Evaluated only on three language pairs (English-Sinhala, English-Tamil, Sinhala-Tamil).
Requires linguistic preprocessing (tagging) which adds computational overhead compared to random masking.

Reproducibility

Code availability is not provided. The paper relies on specific linguistic taggers (TnT for Sinhala, ThamizhiUDp for Tamil) which are external dependencies.

📊 Experiments & Results

Evaluation Setup

Continual pre-training followed by downstream tasks on LRL pairs.

Benchmarks:

Bitext Mining (Sentence Retrieval)
Parallel Data Curation (NMT) (Machine Translation)
Code-Mixed Sentiment Analysis (Classification)

Metrics:

Recall (for Bitext Mining)
ChrF (for NMT quality)
F1 Score (for Sentiment Analysis)
Statistical methodology: Not explicitly reported in the paper

Key Results

Benchmark	Metric	Baseline	This Paper	Δ
Ablation studies on masking strategies show that LEM (single token masking) outperforms Span and Whole Word masking for bitext mining.
Bitext Mining (En-Si)	Recall	0.85	0.94	+0.09
Bitext Mining (En-Si)	Recall	0.90	0.94	+0.04
Downstream task performance: NMT models trained on data curated by LEM-based retrievers show improvements in translation quality (ChrF).
Flores+ devtest (En-Si)	ChrF	46.1	46.4	+0.3

Main Takeaways

Targeting linguistically prominent words (Named Entities, Verbs, Nouns) for masking is more effective than random masking for cross-lingual representation learning.
Masking a single token within a linguistic entity is superior to masking the entire entity span for morphologically rich low-resource languages, likely because it preserves more context.
Using 'dependent' monolingual data (source/target sides of parallel data) is more effective for continual pre-training than using 'independent' monolingual data.
The method generalizes to code-mixed sentiment analysis, suggesting improved alignment of embeddings even for mixed-language inputs.

📚 Prerequisite Knowledge

Prerequisites

Masked Language Modeling (MLM)
Translation Language Modeling (TLM)
Tokenization (sub-word units)
Cross-lingual sentence retrieval / Bitext mining

Key Terms

LEM: Linguistic Entity Masking—the proposed strategy of masking single tokens from Named Entities, Nouns, and Verbs.

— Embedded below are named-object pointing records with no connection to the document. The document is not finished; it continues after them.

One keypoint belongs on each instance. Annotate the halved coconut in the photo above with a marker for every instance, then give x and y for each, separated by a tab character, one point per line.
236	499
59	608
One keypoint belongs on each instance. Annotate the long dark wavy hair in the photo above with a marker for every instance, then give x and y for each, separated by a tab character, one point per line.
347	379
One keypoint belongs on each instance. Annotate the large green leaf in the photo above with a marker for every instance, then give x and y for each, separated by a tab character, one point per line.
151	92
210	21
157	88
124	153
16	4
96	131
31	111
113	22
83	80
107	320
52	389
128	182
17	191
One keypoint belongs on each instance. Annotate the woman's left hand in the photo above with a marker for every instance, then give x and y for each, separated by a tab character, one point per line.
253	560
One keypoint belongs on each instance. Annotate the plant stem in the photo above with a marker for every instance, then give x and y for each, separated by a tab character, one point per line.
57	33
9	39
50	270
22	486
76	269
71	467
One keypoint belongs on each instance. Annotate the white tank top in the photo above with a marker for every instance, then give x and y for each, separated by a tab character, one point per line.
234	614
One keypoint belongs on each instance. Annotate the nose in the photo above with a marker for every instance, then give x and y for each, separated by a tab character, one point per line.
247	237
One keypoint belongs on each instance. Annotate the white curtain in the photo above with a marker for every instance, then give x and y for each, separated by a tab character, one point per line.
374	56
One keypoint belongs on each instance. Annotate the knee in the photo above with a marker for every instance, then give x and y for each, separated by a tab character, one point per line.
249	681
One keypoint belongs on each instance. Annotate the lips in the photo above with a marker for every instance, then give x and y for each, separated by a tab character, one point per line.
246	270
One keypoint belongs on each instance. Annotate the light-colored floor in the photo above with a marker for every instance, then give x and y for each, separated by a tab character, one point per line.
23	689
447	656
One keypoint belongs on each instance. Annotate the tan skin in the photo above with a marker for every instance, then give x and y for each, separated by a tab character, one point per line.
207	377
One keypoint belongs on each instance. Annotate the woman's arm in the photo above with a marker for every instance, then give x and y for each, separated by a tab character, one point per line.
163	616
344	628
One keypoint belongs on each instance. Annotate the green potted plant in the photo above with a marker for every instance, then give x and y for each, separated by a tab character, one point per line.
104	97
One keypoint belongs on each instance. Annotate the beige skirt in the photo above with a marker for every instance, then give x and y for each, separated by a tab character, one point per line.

MLM: Masked Language Modeling—a pre-training objective where random tokens in a sentence are masked and the model must predict them.

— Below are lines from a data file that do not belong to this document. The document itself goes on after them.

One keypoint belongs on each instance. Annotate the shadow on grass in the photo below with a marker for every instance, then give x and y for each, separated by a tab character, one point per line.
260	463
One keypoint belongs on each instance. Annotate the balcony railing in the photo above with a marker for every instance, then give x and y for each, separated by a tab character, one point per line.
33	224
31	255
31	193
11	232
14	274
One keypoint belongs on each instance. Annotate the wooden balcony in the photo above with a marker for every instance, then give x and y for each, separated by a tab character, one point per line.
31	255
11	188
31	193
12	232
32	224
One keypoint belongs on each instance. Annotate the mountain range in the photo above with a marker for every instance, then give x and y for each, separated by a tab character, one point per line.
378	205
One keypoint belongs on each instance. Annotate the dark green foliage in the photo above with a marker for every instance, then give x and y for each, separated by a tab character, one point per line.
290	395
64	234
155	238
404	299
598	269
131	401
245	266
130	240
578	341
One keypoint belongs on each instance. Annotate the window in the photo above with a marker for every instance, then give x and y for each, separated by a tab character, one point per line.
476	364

TLM: Translation Language Modeling—an extension of MLM using concatenated parallel sentences, allowing the model to attend to the translation context.

Bitext mining: The task of automatically finding parallel sentence pairs (translations) from two large monolingual corpora.

Code-mixed: Text that alternates between two or more languages within the same sentence or utterance.

ChrF: Character n-gram F-score—an automatic evaluation metric for machine translation that correlates well with human judgment, especially for morphologically rich languages.

LRL: Low-Resource Language—a language with limited available training data (text or parallel corpora).